The best I've been able to do is a time of 17:22.20 with the above stated file, and this started with 47:31.80 for Windows SORT.EXE.

Dave.

Farabi

So there is no other ways to read a file above 2 GB except split it as a 2GB chunk?
Or VirtualAlloc does it? It VAlloc did it, how to access the memory above 4 GB? or it was used 64-bit variable?
Those who had universe knowledges can control the world by a micro processor.
http://www.wix.com/farabio/firstpage

"Etos siperi elegi"

KeepingRealBusy

I am not sure about the use of memory mapped files and whether they can access huge files, but there is something else I just ran into - ADDRESS_WINDOWS_EXTENSIONS for VirtualAlloc which appears to allow you to allocate memory that is NOT paged (will allow huge memory accesses for servers??? maybe). This would certainly speed up a QuickSort with indirect pointers (one of the problems I ran into). My feelings about "general" solutions to problems sort of (all puns intended) match my feelings about Windows SORT.EXE - with general solutions you get general performance. If you want fast performance, code it yourself. Memory mapped files has come up, I think in the Laboratory, and one of the drawbacks is that you must touch each page to get that page read in. If you are only accessing the file sparsely, then this would be good enough, but to sort a whole file you need to read ALL of the data, and only reading a page when you first touched it instead of reading 64KB at a time wold sure slow you down.

Dave.

Tedd

You can access up to 64-bit offsets with memory mapped files, which is considerably more than 2GB (closer to 16.8 Million Terabytes.)
The limitation is that you can't access it all at once (since it won't fit into memory anyway) so you have a 'window' that you can shift around and access anything within that window - the size of that window is limited by available memory, which a maximum of 2GB for general access; not that you should ever allocate that much unless you plan on killing the performance of every single process.
No snowflake in an avalanche feels responsible.

redskull

Something to keep in mind is that when you VirtualAlloc() address space, the pages are "demand-zero"; essentially, the pages need to be zeroed out, byte-by-byte, before the system can give them to you.  When you commit most of the physical memory, and then unallocate it and reallocate it, your entire stash of prezeroed pages is most likely depleted, and the system takes a break to clear them out again for the next use.  Using memory mapped files avoids this bottleneck, because the system "knows" the data will be overwritten by the file data before you get access to it.

-r
Strange women, lying in ponds, distributing swords, is no basis for a system of government

jj2007

Quote from: redskull on June 14, 2010, 11:48:19 AM
Something to keep in mind is that when you VirtualAlloc() address space, the pages are "demand-zero"; essentially, the pages need to be zeroed out, byte-by-byte, before the system can give them to you.
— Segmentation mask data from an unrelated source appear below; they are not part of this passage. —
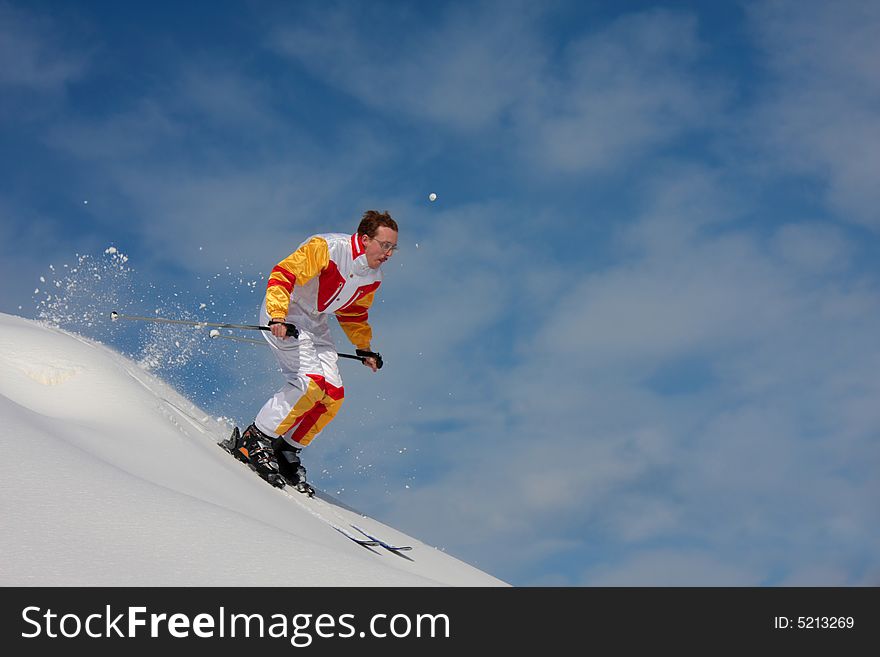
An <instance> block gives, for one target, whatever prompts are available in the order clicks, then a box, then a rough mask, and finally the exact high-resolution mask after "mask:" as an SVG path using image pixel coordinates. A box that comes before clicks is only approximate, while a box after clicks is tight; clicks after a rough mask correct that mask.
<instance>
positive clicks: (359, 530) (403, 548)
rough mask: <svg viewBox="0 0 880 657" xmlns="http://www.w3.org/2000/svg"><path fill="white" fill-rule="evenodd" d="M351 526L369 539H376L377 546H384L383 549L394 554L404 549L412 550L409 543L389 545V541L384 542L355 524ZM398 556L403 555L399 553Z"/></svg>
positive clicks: (401, 555) (403, 551)
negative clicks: (363, 529)
mask: <svg viewBox="0 0 880 657" xmlns="http://www.w3.org/2000/svg"><path fill="white" fill-rule="evenodd" d="M352 527H353V528H354V529H356V530H357V531H359V532H360V533H361V534H363V535H364V536H366V537H367V538H368V539H370V540H371V541H376V543H377V544H378V545H379V546H381V547H383V548H385V549H386V550H388V551H389V552H394V553H395V554H397V553H398V552H405V551H408V550H412V546H411V545H391V544H390V543H386V542H385V541H383V540H382V539H380V538H376V537H375V536H373V535H372V534H368V533H367V532H365V531H364V530H363V529H361V528H360V527H358V526H357V525H352ZM400 556H403V555H400Z"/></svg>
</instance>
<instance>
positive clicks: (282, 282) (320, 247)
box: [266, 237, 330, 319]
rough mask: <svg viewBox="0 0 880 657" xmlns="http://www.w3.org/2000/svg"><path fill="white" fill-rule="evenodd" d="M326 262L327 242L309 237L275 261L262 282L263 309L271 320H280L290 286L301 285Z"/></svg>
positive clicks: (289, 294)
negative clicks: (277, 262) (307, 239)
mask: <svg viewBox="0 0 880 657" xmlns="http://www.w3.org/2000/svg"><path fill="white" fill-rule="evenodd" d="M329 262H330V249H329V247H328V246H327V241H326V240H325V239H323V238H321V237H313V238H312V239H310V240H309V241H308V242H306V243H305V244H303V245H302V246H301V247H299V248H298V249H297V250H296V251H294V252H293V253H291V254H290V255H289V256H287V257H286V258H285V259H284V260H282V261H281V262H279V263H278V264H277V265H276V266H275V268H274V269H273V270H272V272H271V273H270V274H269V282H268V283H267V284H266V310H267V311H268V313H269V317H271V318H272V319H284V318H285V317H286V316H287V309H288V307H289V306H290V295H291V293H292V292H293V286H294V285H300V286H302V285H305V284H306V283H308V282H309V281H310V280H312V279H313V278H314V277H315V276H317V275H318V274H320V273H321V271H323V269H324V268H325V267H326V266H327V263H329Z"/></svg>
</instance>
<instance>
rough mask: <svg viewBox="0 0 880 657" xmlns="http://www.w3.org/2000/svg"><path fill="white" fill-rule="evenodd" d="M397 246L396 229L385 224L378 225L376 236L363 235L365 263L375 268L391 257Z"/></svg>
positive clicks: (372, 267) (373, 268)
mask: <svg viewBox="0 0 880 657" xmlns="http://www.w3.org/2000/svg"><path fill="white" fill-rule="evenodd" d="M396 248H397V231H396V230H392V229H390V228H388V227H387V226H379V228H378V230H376V236H375V237H370V236H369V235H364V251H366V254H367V264H368V265H369V266H370V267H372V268H373V269H376V268H377V267H379V266H380V265H381V264H382V263H383V262H385V261H386V260H388V258H390V257H391V254H393V253H394V251H395V249H396Z"/></svg>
Interesting enough, if you use HeapAlloc instead of VirtualAlloc, there is a precise point when your memory returns zeroed:
include \masm32\include\masm32rt.inc

.code
start:
invoke GetProcessHeap
push eax
bytes = 126*4096 ; # of pages requested - try 127 to see zeroed memory (Win XP)
invoke HeapAlloc, eax, 0, bytes ; one GB
mov ebx, eax
mov esi, eax
mov ecx, bytes/4
.Repeat
lodsd
dec ecx
.Until eax || ecx<=0
MsgBox 0, str$(ecx), "Loops left:", MB_OK
pop eax ; the heap
invoke HeapFree, eax, 0, ebx
exit
end start


Plain HeapAlloc does not zero memory. However, if you request more than 126 pages, i.e. more than about 520,000 bytes, Windows switches to VirtualAlloc and zeroes memory.